Real Estate Matters

Real Estate Matters: The headache of a low appraisal

By Ilyce R. Glink and Samuel J. Tamkin
Saturday, November 14, 2009

Q: I applied for a refinance with my current lender. I did my application over the phone and was then told the rates and options. I was told I would most likely not need an appraisal, but if I did need one, the lender would pay for it.

I locked in the rate and terms and paid the $395 application fee by credit card. Three weeks later, I was told that the lender did want an appraisal -- but I would not be responsible for payment of the appraisal fee.

My home appraised for $50,000 less than my mortgage balance, so the rates and terms changed drastically. I was sent an e-mail saying that my initial terms and rate could not be given to me, and if I didn't take the new terms and fees, I would lose my $395 application fee.

This does not sound legal or ethical to me because the terms I was offered after the appraisal were different than what I was quoted. Am I stuck with the higher rates and points, and will I lose my $395 if I don't go through with the refinance?

A: You told the lender on the phone what your property was worth. The lender priced the loan based on that information. Unfortunately, your estimate of what your property was worth was $50,000 short. Because you don't have the equity that the lender requires, you cannot get the loan you were hoping to get.

If you look at the paperwork, you'll probably see language that requires your home to appraise out in order to qualify for the quoted interest rate, fees and terms.

The lender isn't trying to scam you. It's that the government is backing about 90 percent of loans out there, and Uncle Sam is extremely strict about the home equity you have during a refinance.

Your biggest problem is that you're $50,000 underwater with your mortgage. While you'll be out the $395, you may be best off sticking with the loan you have (provided that the interest rate isn't over 8 percent) until you have paid down more of your balance.

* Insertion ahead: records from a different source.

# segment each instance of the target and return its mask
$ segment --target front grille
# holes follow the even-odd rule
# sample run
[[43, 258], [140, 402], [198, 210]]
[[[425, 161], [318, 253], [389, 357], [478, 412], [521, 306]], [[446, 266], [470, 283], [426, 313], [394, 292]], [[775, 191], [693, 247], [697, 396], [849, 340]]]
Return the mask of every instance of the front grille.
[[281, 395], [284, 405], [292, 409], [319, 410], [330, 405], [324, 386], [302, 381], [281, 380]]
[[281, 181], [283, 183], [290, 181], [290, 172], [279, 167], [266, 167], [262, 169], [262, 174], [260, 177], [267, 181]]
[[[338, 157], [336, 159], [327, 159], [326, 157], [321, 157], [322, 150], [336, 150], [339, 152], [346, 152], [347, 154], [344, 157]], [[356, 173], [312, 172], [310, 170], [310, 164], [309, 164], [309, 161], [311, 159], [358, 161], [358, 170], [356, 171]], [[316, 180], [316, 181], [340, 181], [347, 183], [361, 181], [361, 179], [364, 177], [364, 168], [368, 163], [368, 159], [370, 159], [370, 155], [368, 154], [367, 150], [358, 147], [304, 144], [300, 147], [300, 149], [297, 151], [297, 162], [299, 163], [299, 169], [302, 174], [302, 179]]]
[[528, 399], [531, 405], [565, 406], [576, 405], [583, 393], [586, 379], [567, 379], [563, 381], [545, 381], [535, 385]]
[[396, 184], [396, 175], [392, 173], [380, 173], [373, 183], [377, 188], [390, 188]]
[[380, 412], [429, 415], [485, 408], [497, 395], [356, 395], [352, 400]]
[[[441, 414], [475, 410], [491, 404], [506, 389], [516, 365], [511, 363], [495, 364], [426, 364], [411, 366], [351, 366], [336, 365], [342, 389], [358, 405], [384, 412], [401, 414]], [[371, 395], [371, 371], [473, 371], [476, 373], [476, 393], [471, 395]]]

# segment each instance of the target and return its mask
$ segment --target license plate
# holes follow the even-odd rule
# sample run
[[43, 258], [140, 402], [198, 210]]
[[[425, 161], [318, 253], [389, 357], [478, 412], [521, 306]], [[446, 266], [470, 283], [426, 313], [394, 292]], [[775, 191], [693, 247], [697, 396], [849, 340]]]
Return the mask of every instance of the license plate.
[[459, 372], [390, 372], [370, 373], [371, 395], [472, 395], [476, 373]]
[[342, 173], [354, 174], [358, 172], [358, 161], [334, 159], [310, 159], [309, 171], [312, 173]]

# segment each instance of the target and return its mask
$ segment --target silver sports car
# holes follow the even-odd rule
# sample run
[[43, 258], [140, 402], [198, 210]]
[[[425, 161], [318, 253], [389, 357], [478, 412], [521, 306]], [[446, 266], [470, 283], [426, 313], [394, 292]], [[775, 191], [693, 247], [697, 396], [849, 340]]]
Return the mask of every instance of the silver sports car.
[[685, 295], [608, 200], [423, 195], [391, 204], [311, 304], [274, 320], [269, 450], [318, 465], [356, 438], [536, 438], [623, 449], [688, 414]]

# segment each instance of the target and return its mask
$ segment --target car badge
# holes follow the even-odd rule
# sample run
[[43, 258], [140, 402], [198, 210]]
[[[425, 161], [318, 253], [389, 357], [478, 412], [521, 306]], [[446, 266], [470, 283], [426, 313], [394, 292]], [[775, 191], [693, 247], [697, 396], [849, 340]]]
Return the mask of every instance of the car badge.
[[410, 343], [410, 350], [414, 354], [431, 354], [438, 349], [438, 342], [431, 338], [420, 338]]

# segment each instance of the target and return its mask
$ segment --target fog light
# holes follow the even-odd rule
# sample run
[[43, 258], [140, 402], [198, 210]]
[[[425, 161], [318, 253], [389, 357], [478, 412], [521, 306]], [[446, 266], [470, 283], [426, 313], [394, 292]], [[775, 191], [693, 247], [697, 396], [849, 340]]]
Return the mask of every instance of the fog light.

If you think the appraiser was in error in determining the value of your property, you might want to research what homes have recently sold for in your area. If homes are selling for prices that approach what you thought was the value of your home, you might be able to go back to the lender.

Q: I bought a house in a short sale at the end of August and have since received a claim-of-lien letter from a painter. The builder must not have paid the painter. Am I responsible for the debt owed by the builder?

A: You may be responsible for the lien because it wasn't settled at the closing and paid out of the closing proceeds. This is one of the problems with doing a short sale as opposed to a foreclosure, where all liens are usually wiped out.

Unpaid contractors in most states have the right to file a lien months after the work has been finished.